Industry Description and Practices

There are three basics process for the manufacture of chlorine and caustic soda from brine: the mercury cell, the diaphragm cell, and the membrane cell. The membrane cell is the most modern and has economic and environmental advantages. The two other processes generated hazardous Wastes (containing mercury or asbestos).

In the membrane process, the chlorine (at the anode) and the hydrogen (at the cathode) are kept apart by a selective polymer membrane that allows the sodium ions to pass into the cathodic compartment and react with the hydroxyl ions to form caustic soda. The depleted brine is dechlorinated and recycled to the input stage. The membrane cell process is the preferred process for new plants. Diaphragm processes may be acceptable, in some circumstances if non-asbestos diaphragms are used. The energy consumption in a membrane cell process is of the order of 2,200-2,500 kiloWatt tons per metric ton (kWh/t) of chlorine for a diaphragm cell process.

Waste Characterisatics

The major waste stream from the process is the "brine muds", which are the sludges from the brine purification step and which may contain magnesium, calcium, iron, and other metal hydroxides, depending on the source and purity of the brines.
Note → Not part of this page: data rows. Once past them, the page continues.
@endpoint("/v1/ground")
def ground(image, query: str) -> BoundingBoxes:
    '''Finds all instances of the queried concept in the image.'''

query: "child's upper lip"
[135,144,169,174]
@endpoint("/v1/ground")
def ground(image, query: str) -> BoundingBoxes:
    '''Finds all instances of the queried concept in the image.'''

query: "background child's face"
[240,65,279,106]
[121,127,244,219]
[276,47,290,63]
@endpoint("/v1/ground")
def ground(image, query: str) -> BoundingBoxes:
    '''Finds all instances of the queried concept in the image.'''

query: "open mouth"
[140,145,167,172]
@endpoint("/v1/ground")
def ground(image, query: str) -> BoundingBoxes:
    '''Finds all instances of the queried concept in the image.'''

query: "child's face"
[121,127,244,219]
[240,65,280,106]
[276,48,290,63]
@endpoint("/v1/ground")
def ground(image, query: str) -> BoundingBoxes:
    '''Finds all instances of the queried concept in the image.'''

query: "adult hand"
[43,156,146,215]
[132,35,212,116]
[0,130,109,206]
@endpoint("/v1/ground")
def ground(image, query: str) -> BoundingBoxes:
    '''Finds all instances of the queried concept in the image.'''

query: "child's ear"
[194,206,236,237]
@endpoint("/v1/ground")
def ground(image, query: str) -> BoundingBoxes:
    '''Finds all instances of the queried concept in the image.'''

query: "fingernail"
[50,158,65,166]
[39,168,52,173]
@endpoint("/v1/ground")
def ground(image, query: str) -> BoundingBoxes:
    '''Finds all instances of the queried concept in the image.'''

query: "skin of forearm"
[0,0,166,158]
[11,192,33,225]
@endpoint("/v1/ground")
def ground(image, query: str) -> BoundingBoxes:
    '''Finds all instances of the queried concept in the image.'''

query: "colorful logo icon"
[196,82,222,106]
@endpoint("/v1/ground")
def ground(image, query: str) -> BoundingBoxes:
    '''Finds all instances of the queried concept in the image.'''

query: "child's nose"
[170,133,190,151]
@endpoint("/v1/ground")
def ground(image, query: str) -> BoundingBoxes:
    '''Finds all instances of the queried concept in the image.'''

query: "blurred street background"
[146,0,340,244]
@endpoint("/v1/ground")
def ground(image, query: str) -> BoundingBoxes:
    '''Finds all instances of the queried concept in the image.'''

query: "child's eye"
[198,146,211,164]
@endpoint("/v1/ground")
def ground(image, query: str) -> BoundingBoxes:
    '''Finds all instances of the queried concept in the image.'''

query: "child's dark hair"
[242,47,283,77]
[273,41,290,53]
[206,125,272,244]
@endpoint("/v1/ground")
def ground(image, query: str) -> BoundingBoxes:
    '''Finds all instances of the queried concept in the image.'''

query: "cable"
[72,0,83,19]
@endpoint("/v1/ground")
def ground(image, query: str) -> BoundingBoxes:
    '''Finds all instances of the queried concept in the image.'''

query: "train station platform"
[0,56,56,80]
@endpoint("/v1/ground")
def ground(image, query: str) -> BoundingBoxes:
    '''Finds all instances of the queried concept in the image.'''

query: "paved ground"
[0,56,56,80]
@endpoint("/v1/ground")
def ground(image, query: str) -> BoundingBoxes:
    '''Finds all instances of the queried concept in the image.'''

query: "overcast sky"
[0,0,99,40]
The muds are normally filtered or settled, the supernatant is then recycled and the mud is dried and landfilled.

Chlorine is a highly toxic gas, and strict precautions are necessary to minimise risk to workers and possible released during its handling. Major sources of fugitive air emissions of chlorine and hydrogen are vents, seals, and transfer operations.

Acid and caustic wastewaters are generated in both the process and the materials recovery stages.

Pollutions Prevention and Control

The following pollution prevention measures should be considered:

a) Use metal rather than graphite anodes to reduce lead and chlorinated oganics.
b) Resaturate brine in closed vessels to reduce the generation of salt sprays.
c) Use noncontact condensers to reduce process wastewater quantities
d) Scrub chlorine tail gases to reduce chlorine discharge and to produce hypochlorite.
e) Recycle condensates and waste process water to the brine system, if possible.

For the chlor-alkali industry, an Emergency Preparedness and Response Plan is required for potential uncontrolled chlorine and other releases. Carbon tetrachloride is sometimes used to scrub nitrogen trichloride (formed in the process) and maintain its levels below 4 Percent to avoid explosion. However, substitute for carbon tetrachloride may have to be used as the use of carbon tetrachloride may be banned globally.

Treatment Technologies

Caustic scrubber systems should be installed to control chlorine emissions from condensers and at storage and transfer points for liquid chlorine. Sulfuric acid used for drying chlorine should be neturalized before discharge.

Brine muds should be discharged to lined settling ponds (or equivalent) to prevent contamination of soil and ground water. Effluents should be controlled for pH by neutralization. Settling and filtration are performed to control total suspended solids/ Dechlorination of wastewaters is performed using sulfur dioxide or bisulfite.

Key issues

The following box summarises the key production and control practices that will lead to compliance with emissions guidelines.

1. Give preference to the membrane process.
2. Adopt the following pollution prevention measures to minimize emissions.
3. Use metal instead of graphite anodes.
4. Resaturate brine in closed vessels.
5. Recycle brine wastes.
6. Scrub chlorine from tail gases to produce hypochlorite
7. Provide lined settling ponds for brine muds.